Defendants' second argument in support of their claim that the entry of summary judgment for plaintiff was erroneous is that the trial judge incorrectly assumed the plan booklet is itself a contract of insurance. They state that "benefits derive only from trustee action as it exists under the Plan, not from the Plan Booklet." To state that the plan booklet is not the insurance contract raises two correlative questions: (1) What is the actual contract of insurance? and (2) What then is the plan booklet? In our judgment, defendants have failed to answer either of these questions satisfactorily, and thus have failed to demonstrate that it was error for the trial court to hold that plaintiff was entitled to the extended benefits set forth in the plan booklet.
In support of their claim that "trustee action" somehow constitutes the contract under which plaintiff was insured, defendants rely on the trust agreement of the union health and welfare trust, which gives the trustees power "to determine all questions of eligibility." Even if it were possible for an unwritten, unlimited, constantly mutable contract deriving solely from trustee action to exist, such a contract could not be derived from this grant of authority over eligibility. The question here is not eligibility, but extent of coverage, and this claim by defendants is accordingly lacking in merit.
Defendants also claim that the plan booklet is a "summary plan description" whose purpose is to provide general, but not detailed, information "concerning a particular plan." Defendants have not explained their failure to submit to the court any alternative document or insurance contract describing the plan in detail. They quote the following paragraph in the booklet to establish that the booklet is not the contract: "The provisions of the Plan affecting the Eligible Employees' coverage are described in this booklet.

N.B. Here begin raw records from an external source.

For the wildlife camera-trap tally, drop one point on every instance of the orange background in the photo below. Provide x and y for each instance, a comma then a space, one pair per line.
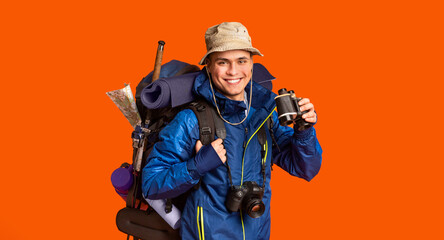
373, 69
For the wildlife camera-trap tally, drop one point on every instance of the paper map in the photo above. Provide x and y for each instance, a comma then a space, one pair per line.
124, 100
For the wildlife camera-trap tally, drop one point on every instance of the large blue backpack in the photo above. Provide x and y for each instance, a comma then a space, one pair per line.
138, 219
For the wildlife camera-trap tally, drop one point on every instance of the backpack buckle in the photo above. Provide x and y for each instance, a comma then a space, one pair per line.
206, 131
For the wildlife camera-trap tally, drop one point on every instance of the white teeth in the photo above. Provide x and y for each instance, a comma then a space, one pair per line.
233, 81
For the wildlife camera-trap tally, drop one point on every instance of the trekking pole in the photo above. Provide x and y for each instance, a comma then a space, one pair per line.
140, 134
158, 63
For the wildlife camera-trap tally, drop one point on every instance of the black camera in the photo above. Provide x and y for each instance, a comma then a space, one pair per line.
289, 111
248, 198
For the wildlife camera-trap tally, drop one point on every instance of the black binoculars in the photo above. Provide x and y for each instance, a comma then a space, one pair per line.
289, 111
247, 197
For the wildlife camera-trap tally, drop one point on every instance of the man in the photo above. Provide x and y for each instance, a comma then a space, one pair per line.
178, 161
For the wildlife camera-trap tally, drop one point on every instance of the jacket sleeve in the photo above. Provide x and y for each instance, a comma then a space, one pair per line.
299, 152
170, 169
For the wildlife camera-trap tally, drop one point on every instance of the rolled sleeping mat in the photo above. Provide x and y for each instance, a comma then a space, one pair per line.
178, 90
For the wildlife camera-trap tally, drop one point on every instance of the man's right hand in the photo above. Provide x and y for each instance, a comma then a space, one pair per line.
218, 148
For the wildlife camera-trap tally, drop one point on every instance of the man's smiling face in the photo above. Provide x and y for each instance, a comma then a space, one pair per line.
231, 72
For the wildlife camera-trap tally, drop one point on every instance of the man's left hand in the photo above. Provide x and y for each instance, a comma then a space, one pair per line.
306, 105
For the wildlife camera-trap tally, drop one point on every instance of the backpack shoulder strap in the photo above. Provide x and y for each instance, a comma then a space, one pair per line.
206, 120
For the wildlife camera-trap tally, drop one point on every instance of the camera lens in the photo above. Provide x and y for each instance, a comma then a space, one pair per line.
255, 208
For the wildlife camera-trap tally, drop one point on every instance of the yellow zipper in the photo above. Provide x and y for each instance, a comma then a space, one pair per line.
263, 161
200, 223
243, 157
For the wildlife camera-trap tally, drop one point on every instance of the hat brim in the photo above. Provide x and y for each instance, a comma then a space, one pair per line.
254, 51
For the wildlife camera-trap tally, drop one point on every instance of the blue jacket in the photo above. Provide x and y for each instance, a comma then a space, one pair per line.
174, 167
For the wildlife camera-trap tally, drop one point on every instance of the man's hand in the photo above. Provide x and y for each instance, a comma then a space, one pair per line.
217, 146
306, 105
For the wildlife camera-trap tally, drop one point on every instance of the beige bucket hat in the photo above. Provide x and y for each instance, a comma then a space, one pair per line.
228, 36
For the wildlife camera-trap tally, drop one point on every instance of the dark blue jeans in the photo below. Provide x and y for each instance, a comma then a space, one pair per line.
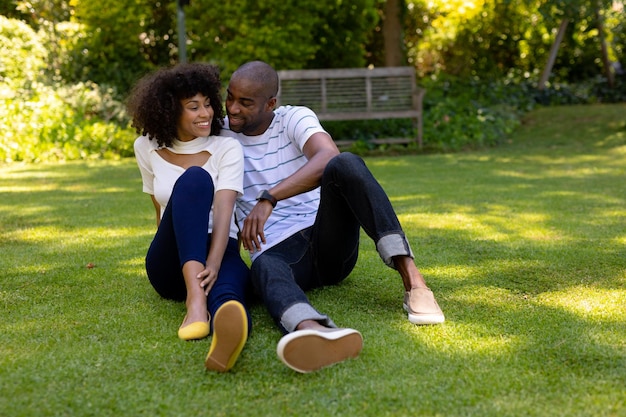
182, 236
326, 253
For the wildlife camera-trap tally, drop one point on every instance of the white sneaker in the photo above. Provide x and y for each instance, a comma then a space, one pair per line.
309, 350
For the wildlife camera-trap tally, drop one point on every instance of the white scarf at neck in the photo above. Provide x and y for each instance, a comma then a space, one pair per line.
190, 147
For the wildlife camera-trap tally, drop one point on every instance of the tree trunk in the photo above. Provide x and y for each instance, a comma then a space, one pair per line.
553, 51
392, 34
605, 53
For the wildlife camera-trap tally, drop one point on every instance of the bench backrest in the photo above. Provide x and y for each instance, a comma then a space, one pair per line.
350, 94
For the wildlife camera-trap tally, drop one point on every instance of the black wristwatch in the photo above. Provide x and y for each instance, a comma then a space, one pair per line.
265, 195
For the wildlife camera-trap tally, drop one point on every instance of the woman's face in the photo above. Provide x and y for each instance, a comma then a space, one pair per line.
196, 118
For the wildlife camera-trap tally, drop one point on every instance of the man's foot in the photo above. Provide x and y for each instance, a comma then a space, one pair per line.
312, 349
230, 332
422, 307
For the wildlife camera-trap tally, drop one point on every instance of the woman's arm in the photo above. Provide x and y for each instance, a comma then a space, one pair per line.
223, 206
157, 207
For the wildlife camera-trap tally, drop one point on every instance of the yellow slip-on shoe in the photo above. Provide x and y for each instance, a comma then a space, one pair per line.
230, 332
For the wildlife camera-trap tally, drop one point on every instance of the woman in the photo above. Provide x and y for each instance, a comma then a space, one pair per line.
193, 177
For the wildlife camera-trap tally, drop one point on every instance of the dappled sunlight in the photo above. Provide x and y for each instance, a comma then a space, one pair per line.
464, 339
498, 224
588, 302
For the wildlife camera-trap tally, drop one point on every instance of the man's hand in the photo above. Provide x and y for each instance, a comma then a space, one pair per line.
252, 235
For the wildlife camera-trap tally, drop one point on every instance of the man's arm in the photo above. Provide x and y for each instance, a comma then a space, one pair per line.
319, 149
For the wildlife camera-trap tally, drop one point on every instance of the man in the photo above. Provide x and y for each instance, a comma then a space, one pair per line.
304, 204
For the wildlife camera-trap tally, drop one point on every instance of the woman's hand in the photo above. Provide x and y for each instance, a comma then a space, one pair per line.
208, 277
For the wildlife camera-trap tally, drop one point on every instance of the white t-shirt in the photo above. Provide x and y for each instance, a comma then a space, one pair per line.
225, 165
269, 159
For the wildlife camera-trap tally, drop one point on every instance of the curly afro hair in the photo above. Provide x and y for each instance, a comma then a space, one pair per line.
155, 105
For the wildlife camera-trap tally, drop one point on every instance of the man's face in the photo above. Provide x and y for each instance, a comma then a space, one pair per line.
249, 111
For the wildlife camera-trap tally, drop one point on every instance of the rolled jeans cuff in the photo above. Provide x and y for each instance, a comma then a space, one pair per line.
299, 312
393, 245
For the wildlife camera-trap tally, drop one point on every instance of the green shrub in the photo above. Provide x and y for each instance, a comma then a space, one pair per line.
27, 60
62, 123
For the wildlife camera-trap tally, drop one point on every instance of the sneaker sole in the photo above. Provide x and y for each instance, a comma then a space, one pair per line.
309, 350
230, 332
424, 318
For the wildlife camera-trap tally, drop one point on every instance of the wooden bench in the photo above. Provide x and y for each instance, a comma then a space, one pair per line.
357, 94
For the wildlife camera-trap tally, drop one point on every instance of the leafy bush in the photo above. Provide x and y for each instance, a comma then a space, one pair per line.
62, 123
27, 59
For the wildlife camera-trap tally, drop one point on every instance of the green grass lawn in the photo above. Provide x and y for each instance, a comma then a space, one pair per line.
524, 246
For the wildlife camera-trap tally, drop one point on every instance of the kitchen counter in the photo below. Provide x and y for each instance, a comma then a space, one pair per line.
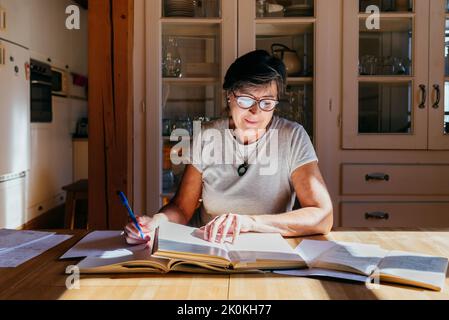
44, 278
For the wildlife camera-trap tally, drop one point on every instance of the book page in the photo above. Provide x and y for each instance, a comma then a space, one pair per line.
417, 268
133, 261
250, 247
178, 238
11, 239
102, 243
315, 272
345, 256
20, 255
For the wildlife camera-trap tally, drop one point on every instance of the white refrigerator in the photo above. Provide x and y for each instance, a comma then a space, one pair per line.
14, 132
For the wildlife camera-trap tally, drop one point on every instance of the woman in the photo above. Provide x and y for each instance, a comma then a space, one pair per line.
240, 196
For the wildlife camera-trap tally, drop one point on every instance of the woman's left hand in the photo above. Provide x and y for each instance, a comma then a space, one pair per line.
229, 224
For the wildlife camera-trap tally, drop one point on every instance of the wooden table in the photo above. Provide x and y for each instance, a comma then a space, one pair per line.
44, 278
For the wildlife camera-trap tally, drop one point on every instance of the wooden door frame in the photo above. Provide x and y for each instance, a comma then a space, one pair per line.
111, 24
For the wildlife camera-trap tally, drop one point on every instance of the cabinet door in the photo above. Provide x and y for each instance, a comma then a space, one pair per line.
385, 74
191, 45
15, 21
79, 46
439, 75
290, 32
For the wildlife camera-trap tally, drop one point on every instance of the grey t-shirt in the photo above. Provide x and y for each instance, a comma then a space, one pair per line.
266, 187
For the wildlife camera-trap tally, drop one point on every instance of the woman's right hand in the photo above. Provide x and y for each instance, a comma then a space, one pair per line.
148, 226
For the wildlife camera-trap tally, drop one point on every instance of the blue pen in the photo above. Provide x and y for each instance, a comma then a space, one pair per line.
130, 212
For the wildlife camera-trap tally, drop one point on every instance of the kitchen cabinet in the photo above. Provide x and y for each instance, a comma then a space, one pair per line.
393, 157
187, 59
80, 159
52, 42
365, 116
189, 55
15, 21
398, 71
52, 156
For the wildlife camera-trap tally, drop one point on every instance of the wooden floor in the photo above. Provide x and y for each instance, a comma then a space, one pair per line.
44, 277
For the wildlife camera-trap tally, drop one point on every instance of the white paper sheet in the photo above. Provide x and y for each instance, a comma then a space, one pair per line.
420, 268
15, 257
108, 244
363, 258
11, 239
316, 272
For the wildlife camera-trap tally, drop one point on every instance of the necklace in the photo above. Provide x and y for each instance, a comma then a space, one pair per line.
243, 168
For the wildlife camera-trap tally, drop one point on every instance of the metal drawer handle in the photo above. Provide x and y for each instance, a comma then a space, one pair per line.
2, 19
377, 215
422, 105
43, 83
377, 177
436, 105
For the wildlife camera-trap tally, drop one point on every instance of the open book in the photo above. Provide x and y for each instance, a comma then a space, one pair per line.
344, 260
181, 248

All benefits herein are governed by and are subject in every respect to the provisions of the Plan which alone constitute the agreements under which payments are made."
• 2 Defendants' distribution of the plan booklet containing the statement that coverage is described in it, in our judgment, can in no way be interpreted as sufficient warning that the coverage described could and would be denied at the sole discretion of the trustees. In our view, after plaintiff has made a claim based on the described coverage, which he reasonably expected to be honored, defendants should be estopped from denying the correctness of their own publication. "`Estoppel * * * arises whenever one by his conduct, affirmative or negative, intentionally or through culpable negligence, induces another to believe and have confidence in certain material facts, and the latter having the right to do so, relies and acts thereon, and is, as a reasonable and inevitable consequence, misled, to his injury.'" (Moline I.F.C. Finance, Inc. v. Soucinek (1968), 91 Ill. App.2d 257, 260, 234 N.E.2d 57, 59, quoting Shapera v. Fargo (1926), 240 Ill. App. 145, 154.) We believe that the foregoing estoppel principles are applicable here.
For all the reasons stated above, we affirm the decision of the trial court.
JOHNSON, P.J., and ROMITI, J., concur.